If anyone thinks that punctuation is not important in the English language, it’s time to get rid of such misconceptions. There is a popular mem on the Internet that perfectly summarizes my point.
And today, as you may have guessed, I will talk about commas. Commas divide the sentence into separate independent clauses, phrases or words. They are irreplaceable when it comes to long sentences with numerous clauses and different points of view. So, it is important to remember several rules in order to avoid confusion on the reader’s part.
- Commas Are Necessary before Conjunctions
It is necessary to add commas before but, and, so, or, nor, for, yet if the sentence is long and consists of independent clauses.
E.g. Freelance academic writers around the world improve their writing skills by using online courses, but some of them don’t have constant internet connection to upgrade their knowledge all the time.

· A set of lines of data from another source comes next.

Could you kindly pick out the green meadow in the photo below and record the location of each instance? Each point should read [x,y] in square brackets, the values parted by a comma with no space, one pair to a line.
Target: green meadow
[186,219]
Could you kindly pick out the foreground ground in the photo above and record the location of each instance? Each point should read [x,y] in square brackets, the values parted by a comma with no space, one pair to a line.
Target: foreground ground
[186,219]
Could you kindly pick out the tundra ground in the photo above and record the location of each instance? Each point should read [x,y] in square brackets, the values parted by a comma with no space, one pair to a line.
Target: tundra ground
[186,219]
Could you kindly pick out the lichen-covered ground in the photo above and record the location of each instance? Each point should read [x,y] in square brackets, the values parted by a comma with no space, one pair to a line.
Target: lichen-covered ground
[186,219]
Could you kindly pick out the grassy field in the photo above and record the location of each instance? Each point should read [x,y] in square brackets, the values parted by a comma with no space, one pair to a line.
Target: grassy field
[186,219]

However, if it is a small sentence with two independent clauses, this rule can be ignored.
E.g. These academic writers are from India and those ones are from Pakistan.
In addition, you don’t have to put comma before a conjunction if it joins subjects or predicates.

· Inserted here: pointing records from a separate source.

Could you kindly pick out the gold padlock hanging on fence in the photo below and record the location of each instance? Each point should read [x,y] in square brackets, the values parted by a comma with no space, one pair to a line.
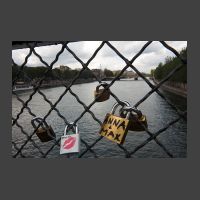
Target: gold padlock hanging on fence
[45,133]
[103,94]
[138,121]
[115,127]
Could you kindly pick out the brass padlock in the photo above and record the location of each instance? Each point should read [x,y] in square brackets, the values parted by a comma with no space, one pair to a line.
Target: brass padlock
[45,133]
[102,93]
[115,127]
[138,121]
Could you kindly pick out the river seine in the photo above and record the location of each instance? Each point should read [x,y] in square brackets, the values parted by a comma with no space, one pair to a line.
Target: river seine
[157,111]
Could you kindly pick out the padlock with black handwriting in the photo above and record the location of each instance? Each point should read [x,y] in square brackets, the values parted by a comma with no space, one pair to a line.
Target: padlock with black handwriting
[138,121]
[45,132]
[115,127]
[70,141]
[102,94]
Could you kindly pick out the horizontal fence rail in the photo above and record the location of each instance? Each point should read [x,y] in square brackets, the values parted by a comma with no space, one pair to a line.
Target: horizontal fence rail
[87,108]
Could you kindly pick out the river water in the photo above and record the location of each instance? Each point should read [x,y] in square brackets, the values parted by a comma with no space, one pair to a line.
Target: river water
[158,113]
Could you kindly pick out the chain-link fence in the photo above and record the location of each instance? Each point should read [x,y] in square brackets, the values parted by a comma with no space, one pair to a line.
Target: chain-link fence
[17,148]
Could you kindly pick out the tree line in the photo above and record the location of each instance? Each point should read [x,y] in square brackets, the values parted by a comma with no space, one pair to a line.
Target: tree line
[170,63]
[34,73]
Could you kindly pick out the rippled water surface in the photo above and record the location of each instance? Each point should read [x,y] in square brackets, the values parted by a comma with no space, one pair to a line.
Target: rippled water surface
[158,113]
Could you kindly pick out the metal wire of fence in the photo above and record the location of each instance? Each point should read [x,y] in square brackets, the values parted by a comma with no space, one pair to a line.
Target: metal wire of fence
[37,86]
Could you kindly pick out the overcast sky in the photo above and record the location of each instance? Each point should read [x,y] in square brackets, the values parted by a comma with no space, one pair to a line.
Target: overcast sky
[106,58]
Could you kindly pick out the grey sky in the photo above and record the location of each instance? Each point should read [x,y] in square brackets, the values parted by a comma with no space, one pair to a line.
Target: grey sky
[106,57]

Filipino academic writers and American proofreader make a great team that produces high quality content.
- Enumeration Also Needs Commas
When you list some items in your sentence, they surely must be separated by commas (if you end up your enumeration with words or phrases like and so forth, and the like, and so on, etc., they need commas before them). Add a comma before a conjunction that names the last item in your listing.
E.g. Clients usually order essays, research papers, dissertations, case studies, and so on.

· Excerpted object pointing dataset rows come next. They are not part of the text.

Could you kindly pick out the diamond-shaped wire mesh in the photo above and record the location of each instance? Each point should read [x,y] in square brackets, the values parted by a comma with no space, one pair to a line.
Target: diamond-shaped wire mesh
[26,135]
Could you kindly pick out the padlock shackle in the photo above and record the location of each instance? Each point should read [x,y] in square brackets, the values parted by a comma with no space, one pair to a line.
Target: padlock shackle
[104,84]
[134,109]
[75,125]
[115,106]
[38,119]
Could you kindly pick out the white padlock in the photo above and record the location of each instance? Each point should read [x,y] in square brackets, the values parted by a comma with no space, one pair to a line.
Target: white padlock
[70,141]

- Restrictive and Nonrestrictive Clauses Are Picky
You need to understand the difference between restrictive and nonrestrictive clauses first. Restrictive clauses impact the general meaning of the sentence. It means that if you omit one of them, the sentence will focus on an entirely different thing. As a rule, it is used with the pronoun that and doesn’t require a comma.
E.g. The book that I have bought on the fair appears to be very useful.
Nonrestrictive clauses do not harm the meaning of the sentence if omitted. They are usually used with the pronoun which and require commas.
E.g. This book for international students by Stephen Bailey, which I have bought on the fair, appears to be very useful.
- Other Situations When Commas Are Needed
If you have a long introductory phrase at the beginning of your sentence, clarifying additional comments, place-names, parenthetical elements, repeated words or appositives (a word or phrase that follows a noun and plays an explanatory role), they are all used with commas or paired commas.
It is important to remember about these rules if you want your writing to look proficient. Of course, there are more points and exceptions that demand a more thorough examination, but these are the most essential ones. Use them wisely.